Ed è proprio il caso di dirlo; Moses Pendleton ha festeggiato in grande stile il 35esimo “compleanno” della sua compagnia, scegliendo di fare ritorno nello stesso teatro milanese che 35 anni fa ne ospitò il debutto italiano. Certo da allora la compagnia si è trasformata, evoluta e arricchita, ma conserva ancora la straordinaria capacità di stupire e uno spirito di magica meraviglia quale forza motrice di ogni numero.
Lo spettacolo è stato pensato per condurre il pubblico nell’universo Momix, un viaggio che permette di esplorare il loro originale repertorio attraverso le coreografie più famose ed iconiche del passato, ma che allo stesso tempo consente di dare uno sguardo al futuro della compagnia grazie alle nuove creazioni inserite nel programma.
Dopo l’apertura, affidata alle scintillanti Pleiadi, è di scena uno dei numeri più spettacolari presentati; curve sinuose e bilanciamento perfetto sono le caratteristiche che contraddistinguono l’imponente struttura metallica che rapida inizia ad oscillare sul palco, orchestrata da due danzatori-acrobati. Sospensioni, rotazioni, equilibri conquistati e subito abbandonati, assecondando il movimento oscillatorio solo in apparenza vorticoso e casuale. Gli acrobati sono un tutt’uno con la struttura danzante, una corrispondenza totale che produce nello spettatore una piacevole sensazione di armonia. Non a caso il titolo è Dream Catcher, un conturbante acchiappa-sogni.
Forza e potenza invece emergono in Pole Dance; al contrario di ciò che ci si potrebbe aspettare dal titolo, sulla scena appaiono tre uomini. Il numero si costruisce su repentini scambi e contrappesi in sospensione, un movimento continuo ottenuto attraverso l’uso di pali mobili e coadiuvato dal ritmo tribale incalzante.
Uno degli elementi che si potrebbero definire portanti all’interno della costruzione coreografica di Pendleton è la rotazione del corpo; molti sono i numeri in cui i danzatori girano su se stessi creando per effetto ottico nuove figure e trasformando la materia.
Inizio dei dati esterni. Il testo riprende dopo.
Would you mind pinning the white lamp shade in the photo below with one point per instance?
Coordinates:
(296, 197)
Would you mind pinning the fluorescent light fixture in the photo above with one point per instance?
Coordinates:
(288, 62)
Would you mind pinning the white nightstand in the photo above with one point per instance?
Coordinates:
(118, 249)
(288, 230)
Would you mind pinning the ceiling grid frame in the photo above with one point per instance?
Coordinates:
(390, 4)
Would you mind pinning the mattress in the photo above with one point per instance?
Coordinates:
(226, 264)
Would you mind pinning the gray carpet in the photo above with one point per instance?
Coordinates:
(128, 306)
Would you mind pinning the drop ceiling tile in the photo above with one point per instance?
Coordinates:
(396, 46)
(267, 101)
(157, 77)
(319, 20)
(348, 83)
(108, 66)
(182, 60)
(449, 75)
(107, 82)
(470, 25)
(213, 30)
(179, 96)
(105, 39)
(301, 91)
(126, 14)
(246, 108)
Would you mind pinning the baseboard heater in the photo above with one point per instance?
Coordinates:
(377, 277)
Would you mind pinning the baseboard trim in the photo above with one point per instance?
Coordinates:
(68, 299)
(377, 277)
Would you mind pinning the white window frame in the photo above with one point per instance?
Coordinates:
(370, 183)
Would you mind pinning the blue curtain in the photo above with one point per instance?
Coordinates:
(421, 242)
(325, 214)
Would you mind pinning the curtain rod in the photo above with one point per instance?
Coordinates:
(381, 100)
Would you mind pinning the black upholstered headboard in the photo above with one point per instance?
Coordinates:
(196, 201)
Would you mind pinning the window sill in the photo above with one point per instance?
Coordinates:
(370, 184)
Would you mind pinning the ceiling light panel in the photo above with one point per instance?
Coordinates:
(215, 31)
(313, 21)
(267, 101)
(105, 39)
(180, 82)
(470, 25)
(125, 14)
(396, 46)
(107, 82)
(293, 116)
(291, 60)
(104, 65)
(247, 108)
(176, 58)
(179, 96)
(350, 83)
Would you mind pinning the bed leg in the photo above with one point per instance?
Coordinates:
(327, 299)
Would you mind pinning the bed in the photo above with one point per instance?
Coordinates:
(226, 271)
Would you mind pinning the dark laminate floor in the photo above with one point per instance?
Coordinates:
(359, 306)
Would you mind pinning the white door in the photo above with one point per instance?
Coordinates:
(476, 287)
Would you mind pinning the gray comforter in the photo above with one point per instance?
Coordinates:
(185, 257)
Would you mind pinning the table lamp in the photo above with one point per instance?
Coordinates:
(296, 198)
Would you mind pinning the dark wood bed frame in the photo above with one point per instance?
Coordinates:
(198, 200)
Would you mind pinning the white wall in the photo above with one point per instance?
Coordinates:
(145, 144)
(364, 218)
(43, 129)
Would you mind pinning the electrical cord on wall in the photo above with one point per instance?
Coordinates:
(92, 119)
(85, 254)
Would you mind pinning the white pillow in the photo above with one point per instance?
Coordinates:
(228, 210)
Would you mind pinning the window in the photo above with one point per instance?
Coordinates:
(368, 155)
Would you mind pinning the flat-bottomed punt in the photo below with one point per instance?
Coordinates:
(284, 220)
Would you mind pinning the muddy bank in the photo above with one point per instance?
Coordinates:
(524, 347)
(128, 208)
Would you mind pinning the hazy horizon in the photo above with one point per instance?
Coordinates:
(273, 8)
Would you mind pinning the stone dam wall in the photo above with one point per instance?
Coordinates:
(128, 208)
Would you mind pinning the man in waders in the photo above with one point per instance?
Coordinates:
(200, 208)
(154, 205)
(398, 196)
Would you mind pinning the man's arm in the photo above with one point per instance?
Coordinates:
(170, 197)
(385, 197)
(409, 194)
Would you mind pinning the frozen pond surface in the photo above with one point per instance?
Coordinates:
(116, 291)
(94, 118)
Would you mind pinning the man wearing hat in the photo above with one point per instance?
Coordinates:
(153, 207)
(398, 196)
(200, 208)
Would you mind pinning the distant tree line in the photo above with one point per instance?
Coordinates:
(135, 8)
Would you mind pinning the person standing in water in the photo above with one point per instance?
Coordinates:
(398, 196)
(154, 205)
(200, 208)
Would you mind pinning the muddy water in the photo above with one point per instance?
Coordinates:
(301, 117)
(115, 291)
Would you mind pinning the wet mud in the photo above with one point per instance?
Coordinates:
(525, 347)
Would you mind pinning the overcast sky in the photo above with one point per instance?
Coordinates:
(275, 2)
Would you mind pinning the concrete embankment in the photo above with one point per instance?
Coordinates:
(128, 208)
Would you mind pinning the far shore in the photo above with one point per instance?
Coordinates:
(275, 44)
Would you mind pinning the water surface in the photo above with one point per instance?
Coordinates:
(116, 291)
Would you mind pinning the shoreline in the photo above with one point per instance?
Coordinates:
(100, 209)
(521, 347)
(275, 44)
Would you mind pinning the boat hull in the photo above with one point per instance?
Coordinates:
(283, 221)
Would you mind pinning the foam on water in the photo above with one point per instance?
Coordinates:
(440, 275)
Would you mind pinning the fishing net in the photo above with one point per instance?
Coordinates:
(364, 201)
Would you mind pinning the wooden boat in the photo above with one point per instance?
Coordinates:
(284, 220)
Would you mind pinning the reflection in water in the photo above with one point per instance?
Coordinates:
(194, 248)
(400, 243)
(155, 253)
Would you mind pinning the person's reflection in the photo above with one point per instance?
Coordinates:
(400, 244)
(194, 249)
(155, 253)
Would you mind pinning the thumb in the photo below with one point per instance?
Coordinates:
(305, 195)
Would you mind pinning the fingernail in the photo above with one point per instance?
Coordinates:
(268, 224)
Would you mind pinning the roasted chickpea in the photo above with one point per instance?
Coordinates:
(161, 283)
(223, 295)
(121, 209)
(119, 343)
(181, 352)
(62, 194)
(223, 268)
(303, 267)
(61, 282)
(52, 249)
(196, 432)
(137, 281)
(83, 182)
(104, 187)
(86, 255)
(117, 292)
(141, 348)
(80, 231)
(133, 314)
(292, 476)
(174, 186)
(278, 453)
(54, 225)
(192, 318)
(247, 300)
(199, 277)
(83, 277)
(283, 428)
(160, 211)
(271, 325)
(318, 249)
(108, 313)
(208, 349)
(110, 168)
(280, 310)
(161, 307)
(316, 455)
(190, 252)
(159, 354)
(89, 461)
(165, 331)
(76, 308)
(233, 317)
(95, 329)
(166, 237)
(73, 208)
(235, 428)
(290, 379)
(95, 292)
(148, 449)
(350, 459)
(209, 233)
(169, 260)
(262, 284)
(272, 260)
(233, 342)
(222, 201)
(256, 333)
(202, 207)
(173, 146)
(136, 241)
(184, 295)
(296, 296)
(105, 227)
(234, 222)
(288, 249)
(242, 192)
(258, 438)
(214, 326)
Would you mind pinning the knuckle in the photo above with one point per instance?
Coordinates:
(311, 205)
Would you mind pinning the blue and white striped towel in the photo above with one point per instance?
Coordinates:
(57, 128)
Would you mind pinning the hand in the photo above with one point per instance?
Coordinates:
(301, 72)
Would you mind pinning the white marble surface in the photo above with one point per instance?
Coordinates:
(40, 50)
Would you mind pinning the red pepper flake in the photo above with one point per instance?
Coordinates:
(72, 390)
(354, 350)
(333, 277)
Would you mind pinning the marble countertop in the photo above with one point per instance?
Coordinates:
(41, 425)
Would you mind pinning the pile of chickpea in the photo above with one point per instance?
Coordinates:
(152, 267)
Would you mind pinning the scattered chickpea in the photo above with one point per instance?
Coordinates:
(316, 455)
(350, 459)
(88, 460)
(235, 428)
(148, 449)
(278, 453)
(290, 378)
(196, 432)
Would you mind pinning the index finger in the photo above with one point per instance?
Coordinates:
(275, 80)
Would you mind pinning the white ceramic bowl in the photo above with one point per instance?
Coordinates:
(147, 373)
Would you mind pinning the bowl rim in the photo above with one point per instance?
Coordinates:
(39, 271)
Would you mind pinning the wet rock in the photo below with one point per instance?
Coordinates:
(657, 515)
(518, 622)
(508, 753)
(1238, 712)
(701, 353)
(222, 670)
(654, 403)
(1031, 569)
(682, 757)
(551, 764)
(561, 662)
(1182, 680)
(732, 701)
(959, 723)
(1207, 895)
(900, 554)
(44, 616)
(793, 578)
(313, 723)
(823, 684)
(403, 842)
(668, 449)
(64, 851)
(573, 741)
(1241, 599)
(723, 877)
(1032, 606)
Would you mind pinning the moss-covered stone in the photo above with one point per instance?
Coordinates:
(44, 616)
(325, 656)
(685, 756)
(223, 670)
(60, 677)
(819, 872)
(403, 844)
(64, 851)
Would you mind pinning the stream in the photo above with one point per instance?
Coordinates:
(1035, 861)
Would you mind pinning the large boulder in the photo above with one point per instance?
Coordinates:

Uno dei brani dove meglio si legge questo concetto è Marigolds, le nostre calendule, ricreate tramite strati e strati di leggero tessuto arricciato; le danzatrici simulano la vita dei fiori volteggiando quasi senza sosta.
Suggestivo e ipnotico Frozen Awakening, un assolo danzato su una superficie specchiata, dove tutto si moltiplica; le braccia, le gambe, le linee, i movimenti assumono nuove forme e l’unisono perfetto tra il corpo e il suo riflesso coinvolge lo spettatore, inevitabilmente attratto dall’immagine e dal suo mutare.
E ancora in Baths of Caracalla è possibile ammirare la coordinazione abbinata alla “fluidità” delle danzatrici e dei teli bianchi che si agitano e volteggiano; un piacere per gli occhi impegnati a leggere i disegni creati dal fugace movimento dei teli. Grande velocità ritmica e sincronismo.
Il numero conclusivo If you need somebody è un vero trionfo di acrobazie, ritmo, coordinazione e, perché no, umorismo; in scena l’intero cast “allargato” grazie alla presenza di manichini, utilizzati come fossero naturali estensioni dei danzatori, loro compagni sulla scena. Di sicuro impatto visivo, la coreografia è un incalzare continuo all’insegna dell’inaspettato. Un finale corale ed esplosivo.
Se questo era il 35esimo anniversario, chissà quali sorprese ha in serbo per il suo pubblico quel genio di Moses Pendleton.